Salvador Nava was released, but after a month he was arrested again. On February 5, 1963, he entered the San Luis Potosí Penitentiary where he was tortured. So, Doña Conchita advised him: Maybe it would be better if you stopped fighting, for you, for our children, for me, but I will do what you decide. What I do want you to know is that you are in danger of deathhe assured him with the integrity of his attitude and his house open to all.

Despite imprisonment and beatings, politics did not leave Don Salvador, and in 1981 he founded the Frente Cívico Potosino. The PAN and the PDM nominated him as a candidate for municipal president.

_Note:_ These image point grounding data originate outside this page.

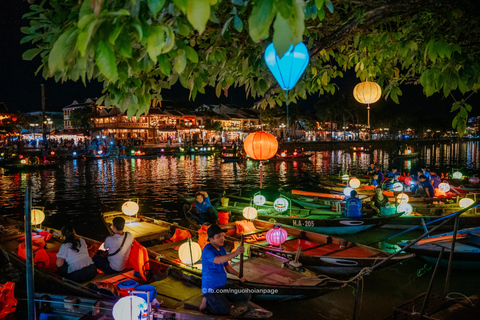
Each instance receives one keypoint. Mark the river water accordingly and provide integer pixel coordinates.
(74, 193)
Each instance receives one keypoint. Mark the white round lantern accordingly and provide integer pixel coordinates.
(347, 191)
(281, 204)
(259, 200)
(465, 202)
(250, 213)
(190, 252)
(130, 308)
(444, 187)
(37, 216)
(130, 208)
(354, 183)
(406, 208)
(402, 198)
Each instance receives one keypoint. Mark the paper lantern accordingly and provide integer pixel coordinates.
(347, 191)
(281, 204)
(259, 200)
(465, 202)
(37, 216)
(250, 213)
(290, 67)
(367, 92)
(405, 207)
(457, 175)
(354, 183)
(130, 208)
(190, 252)
(260, 145)
(130, 308)
(276, 236)
(397, 186)
(444, 187)
(402, 198)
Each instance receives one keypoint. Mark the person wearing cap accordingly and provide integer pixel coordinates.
(215, 265)
(353, 206)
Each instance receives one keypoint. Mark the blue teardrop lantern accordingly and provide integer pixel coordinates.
(289, 68)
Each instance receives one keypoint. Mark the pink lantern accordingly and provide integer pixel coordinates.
(276, 236)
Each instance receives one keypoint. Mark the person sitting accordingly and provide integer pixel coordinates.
(203, 210)
(379, 200)
(73, 261)
(118, 246)
(214, 276)
(353, 206)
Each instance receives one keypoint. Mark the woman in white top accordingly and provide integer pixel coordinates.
(73, 261)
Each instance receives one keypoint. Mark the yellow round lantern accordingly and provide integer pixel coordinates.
(130, 208)
(465, 202)
(37, 216)
(250, 213)
(260, 145)
(190, 252)
(354, 183)
(367, 92)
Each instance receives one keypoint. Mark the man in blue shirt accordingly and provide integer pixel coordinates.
(203, 210)
(353, 206)
(218, 294)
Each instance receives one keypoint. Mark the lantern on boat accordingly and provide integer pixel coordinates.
(465, 202)
(354, 183)
(259, 200)
(250, 213)
(276, 236)
(130, 208)
(347, 191)
(406, 208)
(444, 187)
(37, 216)
(190, 252)
(281, 204)
(130, 308)
(402, 198)
(457, 175)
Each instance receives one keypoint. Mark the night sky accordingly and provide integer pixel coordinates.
(20, 88)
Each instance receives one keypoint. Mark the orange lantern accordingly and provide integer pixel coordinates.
(260, 145)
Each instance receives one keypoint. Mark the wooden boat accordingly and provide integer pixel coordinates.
(175, 287)
(327, 254)
(467, 248)
(265, 272)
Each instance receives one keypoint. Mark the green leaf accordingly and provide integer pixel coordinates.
(238, 24)
(198, 13)
(105, 60)
(155, 5)
(260, 19)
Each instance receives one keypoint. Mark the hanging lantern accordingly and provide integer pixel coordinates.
(444, 187)
(250, 213)
(130, 308)
(259, 200)
(260, 145)
(465, 202)
(276, 236)
(457, 175)
(281, 204)
(347, 191)
(130, 208)
(402, 198)
(397, 186)
(354, 183)
(37, 216)
(367, 92)
(406, 208)
(190, 252)
(290, 67)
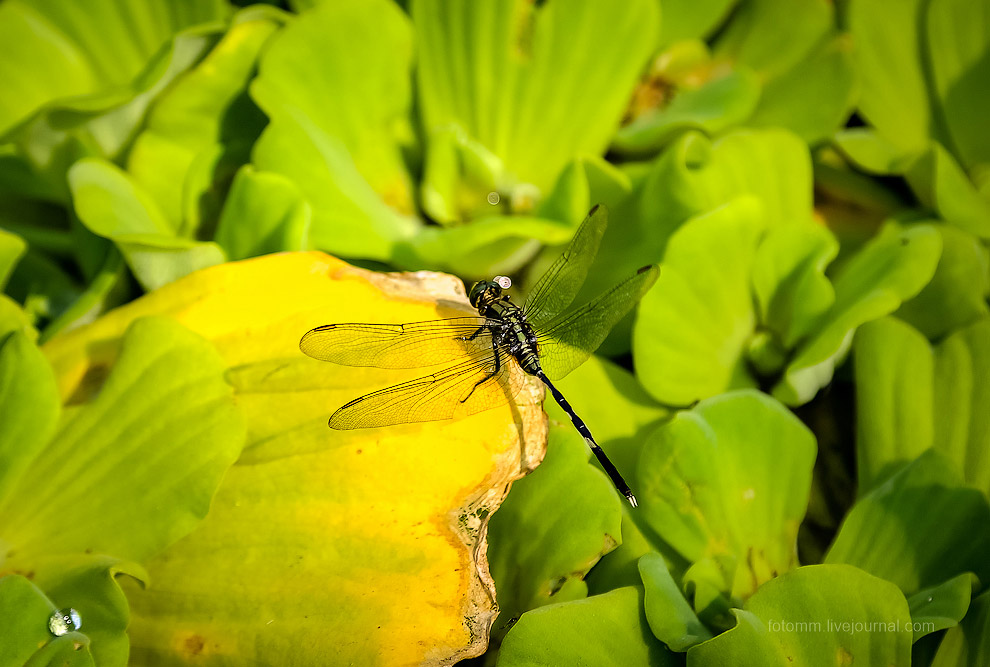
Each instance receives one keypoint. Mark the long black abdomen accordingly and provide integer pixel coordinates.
(582, 428)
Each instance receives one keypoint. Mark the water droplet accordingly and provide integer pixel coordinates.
(63, 621)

At that time, I was working as a reporter for the magazine Always!, directed by José Pagés Llergo, and I remember that, in his absence, Francisco Martínez de la Vega from San Luis Potosí directed the chocolate-colored pages. Martínez de la Vega influenced political work with his editorials. He entered Iván Restrepo’s house with a tray of cakes. At Iván’s table, they talked about San Luis Potosí and the meringues represented the goodness of Martínez de la Vega, but the name of Salvador Nava was not pronounced.

Don Salvador, sick with cancer, ran for governor with the PRD (I think). He won on August 18, 1991, but the government recognized a young Fausto Zapata, from the PRI. very chattythey said at Iván Restrepo’s house. Nava denounced the fraud and came on foot from San Luis Potosí on the arm of Doña Conchita, and both led a memorable march: the March for Dignity. Zapata was replaced by Gonzalo Martínez Corbalá, who had been our good ambassador in Chile before the good government of Salvador Allende.

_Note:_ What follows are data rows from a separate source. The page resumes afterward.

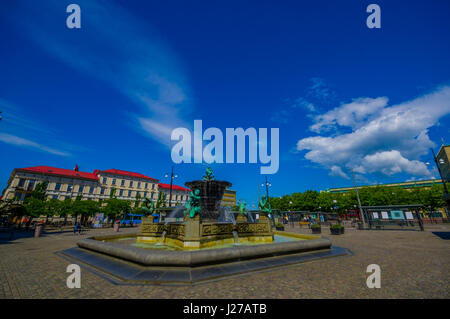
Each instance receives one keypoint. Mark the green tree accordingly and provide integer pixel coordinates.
(116, 207)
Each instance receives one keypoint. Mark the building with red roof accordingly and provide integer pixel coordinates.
(97, 185)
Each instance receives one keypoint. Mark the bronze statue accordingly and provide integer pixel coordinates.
(193, 205)
(208, 175)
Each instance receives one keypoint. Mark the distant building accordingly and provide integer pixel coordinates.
(406, 185)
(443, 157)
(229, 198)
(180, 194)
(98, 185)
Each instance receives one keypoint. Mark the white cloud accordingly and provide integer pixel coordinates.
(389, 140)
(337, 171)
(18, 141)
(391, 162)
(353, 114)
(111, 46)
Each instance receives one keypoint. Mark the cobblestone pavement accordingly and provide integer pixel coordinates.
(413, 265)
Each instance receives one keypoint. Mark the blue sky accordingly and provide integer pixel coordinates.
(343, 96)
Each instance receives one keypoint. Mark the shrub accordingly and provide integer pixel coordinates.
(336, 226)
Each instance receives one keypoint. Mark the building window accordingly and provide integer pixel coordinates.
(30, 185)
(21, 182)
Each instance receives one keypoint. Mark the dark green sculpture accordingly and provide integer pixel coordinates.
(242, 208)
(264, 205)
(193, 205)
(208, 175)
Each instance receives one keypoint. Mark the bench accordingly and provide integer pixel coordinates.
(303, 223)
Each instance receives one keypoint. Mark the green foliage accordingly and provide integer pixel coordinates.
(369, 196)
(34, 207)
(115, 207)
(161, 202)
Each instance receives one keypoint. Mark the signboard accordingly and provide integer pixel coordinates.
(397, 214)
(409, 215)
(98, 221)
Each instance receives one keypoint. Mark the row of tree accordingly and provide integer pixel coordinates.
(370, 196)
(37, 205)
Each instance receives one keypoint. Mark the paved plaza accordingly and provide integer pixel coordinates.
(413, 265)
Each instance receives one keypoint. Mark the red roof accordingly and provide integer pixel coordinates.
(174, 187)
(59, 171)
(124, 173)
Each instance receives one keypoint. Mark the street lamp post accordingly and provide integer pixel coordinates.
(359, 202)
(267, 193)
(441, 161)
(172, 176)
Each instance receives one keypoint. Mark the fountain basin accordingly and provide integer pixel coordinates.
(192, 258)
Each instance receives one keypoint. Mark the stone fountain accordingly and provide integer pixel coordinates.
(201, 247)
(201, 228)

In addition to accompanying Dr. Nava in his struggle, which included prisons, hunger strikes, betrayals, and death sentences, Doña Conchita was the main character in an act of peaceful civil resistance that the friends of the Nava family still remember today. For me, Doña Conchita was an example of political consistency, a social fighter as well as the mother of a line of patriots. She is hard on herself, she consented to those who approached her.

We remember her in the jungle of Chiapas in 1994, in the National Intermediation Commission next to Juanita García Robles, an engaged woman, wife of the former Secretary of Foreign Affairs; the great Zapatista day laborer, Pablo González Casanova, and the Chiapas poets Óscar Oliva and Juan Bañuelos.